Thursday, July 5, 2012

Questions without answers

All day long as I'm working, questions would flit through my mind.  Doubts would assail my senses when I wasn't prepared for them.  And my mp3 player was cranking out the tunes... which was fine until a certain song or two comes on... and then it plunged me even deeper for a moment.  As you can guess I was johnny-on-the-spot changing the tune so I wouldn't get sucked down into that black hole.  It was touch and go a few times today, and I'm determined not to let that happen.  Although at some point, I know that it will.  It's part of the process.

The hardest part is finding my place amidst all this.  I'm not out anything  tangible -- I didn't lose money, I didn't lose my virginity, and I didn't lose my sanity ... well, ok, maybe a little bit there *giggle*.  Because, in fact, if I look closely at the whole situation, I must have known something  in my subconscious.  Because other men I have spoken with, speak to, have a different mindset if they're "available".   Let's face it:  men who aren't truly available are safe in their own way.

It's 330am, and I'm wide awake.  The wee hours of the morning are the darkest, and it's when I have my darkest thoughts.  It's when I feel the pain most intensely, the kind of pain where your heart's been ripped out and stomped all over; or where you've been kicked in the stomach over and over again.  I can move through tasks, the routine of daily life, and it simmers in the background.  But as evening wears on and the day winds down, it begins to show itself.  I stuff it back into place and crawl into bed and turn on a movie, happy for the distraction and fall into a troubled sleep.  Only to wake up over and over again until .....  well, until I grab my notebook and begin to write.

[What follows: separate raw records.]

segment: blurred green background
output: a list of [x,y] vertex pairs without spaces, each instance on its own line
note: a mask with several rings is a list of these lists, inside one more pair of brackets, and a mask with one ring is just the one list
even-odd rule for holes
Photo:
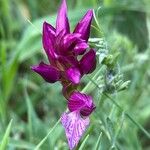
[[[127,90],[113,97],[150,132],[150,1],[68,0],[67,3],[72,30],[89,8],[99,9],[97,20],[110,53],[120,53],[120,72],[124,80],[131,80]],[[40,60],[47,61],[41,43],[42,22],[55,25],[59,5],[60,0],[0,0],[1,150],[34,149],[66,109],[60,84],[45,83],[30,70]],[[101,35],[92,28],[91,37]],[[83,86],[87,82],[82,80]],[[85,144],[80,149],[149,150],[150,138],[111,101],[96,89],[92,91],[97,109],[91,116],[88,139],[82,138],[79,146],[83,140]],[[40,149],[68,149],[60,124]]]

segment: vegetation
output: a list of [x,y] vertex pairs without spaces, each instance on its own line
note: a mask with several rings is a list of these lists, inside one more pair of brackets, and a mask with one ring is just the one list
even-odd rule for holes
[[[94,8],[97,69],[80,87],[97,106],[77,149],[150,149],[149,0],[67,1],[71,27]],[[31,71],[42,49],[43,21],[55,25],[59,0],[0,1],[0,150],[67,150],[59,83]]]

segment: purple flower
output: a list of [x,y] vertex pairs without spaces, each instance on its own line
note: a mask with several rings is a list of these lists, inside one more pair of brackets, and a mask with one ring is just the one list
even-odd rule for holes
[[[32,70],[49,83],[67,80],[68,84],[79,84],[83,75],[91,73],[96,66],[95,51],[89,49],[87,43],[92,18],[93,11],[87,11],[71,33],[66,0],[62,0],[56,28],[47,22],[43,23],[42,42],[50,65],[40,63],[33,66]],[[80,60],[79,55],[82,55]]]
[[60,81],[63,86],[62,92],[68,100],[69,112],[62,115],[61,122],[71,150],[84,134],[90,122],[89,115],[95,109],[91,96],[76,92],[80,79],[92,73],[96,67],[96,52],[87,43],[92,18],[93,11],[88,10],[71,33],[66,0],[62,0],[56,27],[43,23],[42,43],[49,64],[41,62],[31,67],[45,81]]
[[89,116],[95,109],[92,97],[80,92],[73,92],[68,101],[71,112],[79,111],[82,116]]
[[89,115],[95,109],[95,105],[91,96],[73,92],[68,101],[68,108],[70,113],[64,113],[61,122],[65,128],[69,147],[72,150],[88,127]]
[[83,133],[86,131],[90,120],[83,119],[78,111],[64,113],[61,117],[62,125],[65,128],[66,137],[70,150],[77,146]]

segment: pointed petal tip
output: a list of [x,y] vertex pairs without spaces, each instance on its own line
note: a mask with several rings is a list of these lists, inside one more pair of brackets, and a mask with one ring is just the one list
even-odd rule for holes
[[88,38],[90,36],[90,27],[91,27],[92,19],[93,19],[93,10],[90,9],[79,21],[79,23],[77,24],[74,30],[74,33],[80,33],[82,35],[82,38],[88,41]]
[[68,108],[71,112],[79,111],[82,116],[89,116],[95,109],[93,98],[89,95],[75,91],[68,101]]
[[66,0],[62,0],[56,20],[56,33],[59,34],[59,32],[62,30],[64,30],[66,33],[70,32]]
[[73,84],[80,83],[81,73],[77,68],[75,67],[69,68],[66,71],[66,76]]

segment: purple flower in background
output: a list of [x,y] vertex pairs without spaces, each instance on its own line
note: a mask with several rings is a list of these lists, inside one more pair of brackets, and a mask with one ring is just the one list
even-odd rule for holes
[[68,100],[69,112],[63,113],[61,122],[72,150],[87,129],[89,115],[95,109],[91,96],[77,92],[80,79],[96,68],[96,52],[89,48],[88,38],[93,11],[88,10],[70,32],[66,0],[62,0],[56,27],[43,23],[42,42],[49,64],[41,62],[32,66],[49,83],[60,81],[62,92]]
[[[82,76],[91,73],[96,67],[95,51],[87,43],[92,18],[93,11],[89,10],[71,33],[67,5],[63,0],[56,28],[47,22],[43,23],[43,47],[50,64],[42,62],[33,66],[32,70],[49,83],[67,80],[68,84],[79,84]],[[78,58],[79,55],[82,56],[81,59]]]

I'll be frank with you, readers, and admit that yes, I am still chatting with this man.  And some of you will ask WHY???  in various forms.   I'll explore my reasons for that another time; suffice it to say that for now, its very difficult to end a friendship that's gone on for this long.  Wow, I was going somewhere with this ...  *pondering the whole thing*  Ok, maybe I'm winding down enough to fall back asleep for an hour before I have to get up for work.

Why did I? Why do I? allow being treated this way?
Am I the only one?  Or are there others.....?
ok, that's not a reasonable question,
I know there are others,
but I'll never know the truth ....

For those of you who celebrated the 4th of July, I hope it was a good one!  I have a three day weekend coming up ... which could be good.... as long as I stay out of the abyss.  Happy Friday to me!